Writer: Dr. Sieara HinshawDr. Sieara Hinshaw

The relationship between your sleep and your physical health is complex but very connected. Your sleep has a lot to do with your ability to recover from an injury, from challenging physical exercise, and from general life stressors. Sleep lets your brain and body recover during the night. So, it’s important that you get enough sleep and high-quality sleep.


Some common issues that might impact your sleep are:

-physical pain

-stress, anxiety, and mental health disorders

-obstructive sleep apnea

-hormone changes such as during pregnancy or menopause

-children (lol)

 

Sleep deprivation caused by one or more of the above issues can lead to a variety of physical health issues. Check out this great graphic from The Sleep Foundation:

 

A graphic from The Sleep Foundation showing the physical consequences of sleep deprivation.

As shown above, sleep deprivation increases your risk of mental health disorders, diabetes, obesity, pain, immunodeficiency, cardiovascular disease, and hormone imbalances.


How much sleep do you need?

It’s typically recommended that adults get at least 7 hours of sleep each night to avoid fatigue, mood changes, irritability, anxiety, impaired thinking, decreased attention span, and more.


Here’s another great graphic from the American Academy of Sleep Medicine showing how much sleep you need at different ages.


A graphic from the American Academy of Sleep Medicine showing the recommended hours of sleep for all ages.
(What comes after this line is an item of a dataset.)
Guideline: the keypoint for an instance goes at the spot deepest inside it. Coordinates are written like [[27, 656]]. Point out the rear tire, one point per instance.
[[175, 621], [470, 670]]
What are some practical ways to improve your sleep?

1.       Exercise consistently! Mornings are best but it’s fine to work out in the evenings as long as it’s not within ~2 hours of bedtime.

2.       Try to go to bed and wake up at the same times every day.

3.       Avoid blue lights at night. Limit your phone and computer for at least 30-60 minutes before sleeping is generally recommended.

4.       Keep your bedroom dark, cool, and only for sleeping. Black out curtains and mattresses/mattress toppers that help regulate your temperature and keep you cool could be especially helpful. Try not to work in your bedroom.

5.       Set a bedtime routine that limits your use of technology and helps you wind down. For example, this could be gentle stretching, showering, reading, and then sleeping.

6.       Try to eat stop eating at least 2 hours before bedtime.

7.       Consider limiting your alcohol intake. While it can feel like it helps you fall asleep initially, research shows that it really impacts the quality of your sleep and can make you wake up more times during the night. Alcohol makes you have more deep sleep (this is just a phase of our sleep cycle), but less REM sleep. Then later in the night when your body has metabolized the alcohol, it’s common to see an increase in N1 sleep (the lightest stage of sleep). All of this means a low-quality night's sleep. Read more here.

8.       Think about when you drink caffeine. Best recommendations are typically to stop drinking all caffeine by 2-3pm. Some folks who are sensitive may need to stop earlier in the day.

 

I hope this helps you find an area of your life that could use some improvement so that you're able to sleep better and longer.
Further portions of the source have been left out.